Quick introduction to generating counterfactual explanations using DiCE

[1]:
%load_ext autoreload
%autoreload 2
[2]:
# import DiCE
import dice_ml
from dice_ml.utils import helpers # helper functions

DiCE requires two inputs: a training dataset and a pre-trained ML model. When the training dataset is unknown (e.g., for privacy reasons), it can also work without access to the full dataset (see this notebook for examples).

Preliminaries: Loading a dataset and a ML model trained over it

Loading the Adult dataset

We use the “adult” income dataset from UCI Machine Learning Repository (https://archive.ics.uci.edu/ml/datasets/adult). For demonstration purposes, we transform the data as described in dice_ml.utils.helpers module.

[3]:
dataset = helpers.load_adult_income_dataset()

This dataset has 8 features. The outcome is income which is binarized to 0 (low-income, <=50K) or 1 (high-income, >50K).

[4]:
dataset.head()
[4]:
age workclass education marital_status occupation race gender hours_per_week income
0 28 Private Bachelors Single White-Collar White Female 60 0
1 30 Self-Employed Assoc Married Professional White Male 65 1
2 32 Private Some-college Married White-Collar White Male 50 0
3 20 Private Some-college Single Service White Female 35 0
4 41 Self-Employed Some-college Married White-Collar White Male 50 0
[5]:
# description of transformed features
adult_info = helpers.get_adult_data_info()
adult_info
[5]:
{'age': 'age',
 'workclass': 'type of industry (Government, Other/Unknown, Private, Self-Employed)',
 'education': 'education level (Assoc, Bachelors, Doctorate, HS-grad, Masters, Prof-school, School, Some-college)',
 'marital_status': 'marital status (Divorced, Married, Separated, Single, Widowed)',
 'occupation': 'occupation (Blue-Collar, Other/Unknown, Professional, Sales, Service, White-Collar)',
 'race': 'white or other race?',
 'gender': 'male or female?',
 'hours_per_week': 'total work hours per week',
 'income': '0 (<=50K) vs 1 (>50K)'}

Given this dataset, we construct a data object for DiCE. Since continuous and discrete features have different ways of perturbation, we need to specify the names of the continuous features.
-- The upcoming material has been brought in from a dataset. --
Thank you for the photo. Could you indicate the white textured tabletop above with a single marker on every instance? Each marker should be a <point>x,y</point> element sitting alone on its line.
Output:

DiCE also requires the name of the output variable that the ML model will predict.

[6]:
# Step 1: dice_ml.Data
d = dice_ml.Data(dataframe=dataset, continuous_features=['age', 'hours_per_week'], outcome_name='income')

Loading the ML model

DiCE supports sklearn, tensorflow and pytorch models.

The variable backend below indicates the implementation type of DiCE we want to use. Four backends are supported: sklearn, TensorFlow 1.x with backend=‘TF1’, Tensorflow 2.x with backend=‘TF2’, and PyTorch with backend=‘PYT’.

Below we show use a trained classification model using sklearn.

[7]:
# Split data into train and test
from sklearn.model_selection import train_test_split
from sklearn.pipeline import Pipeline
from sklearn.preprocessing import OneHotEncoder
from sklearn.ensemble import RandomForestClassifier

target = dataset["income"]
datasetX = dataset.drop("income", axis=1)
x_train, x_test, y_train, y_test = train_test_split(datasetX,
                                                    target,
                                                    test_size = 0.2,
                                                    random_state=0,
                                                    stratify=target)

numerical=["age", "hours_per_week"]
categorical = x_train.columns.difference(numerical)
from sklearn.compose import ColumnTransformer

categorical_transformer = Pipeline(steps=[
    ('onehot', OneHotEncoder(handle_unknown='ignore'))])

transformations = ColumnTransformer(
    transformers=[
        ('cat', categorical_transformer, categorical)])

# Append classifier to preprocessing pipeline.
# Now we have a full prediction pipeline.
clf = Pipeline(steps=[('preprocessor', transformations),
                      ('classifier', RandomForestClassifier())])
model = clf.fit(x_train, y_train)

Generating counterfactual examples using DiCE

We now initialize the DiCE explainer, which needs a dataset and a model. DiCE provides local explanation for the model m and requires an query input whose outcome needs to be explained.

[8]:
# Using sklearn backend
m = dice_ml.Model(model=model, backend="sklearn")
# Using method=random for generating CFs
exp = dice_ml.Dice(d, m, method="random")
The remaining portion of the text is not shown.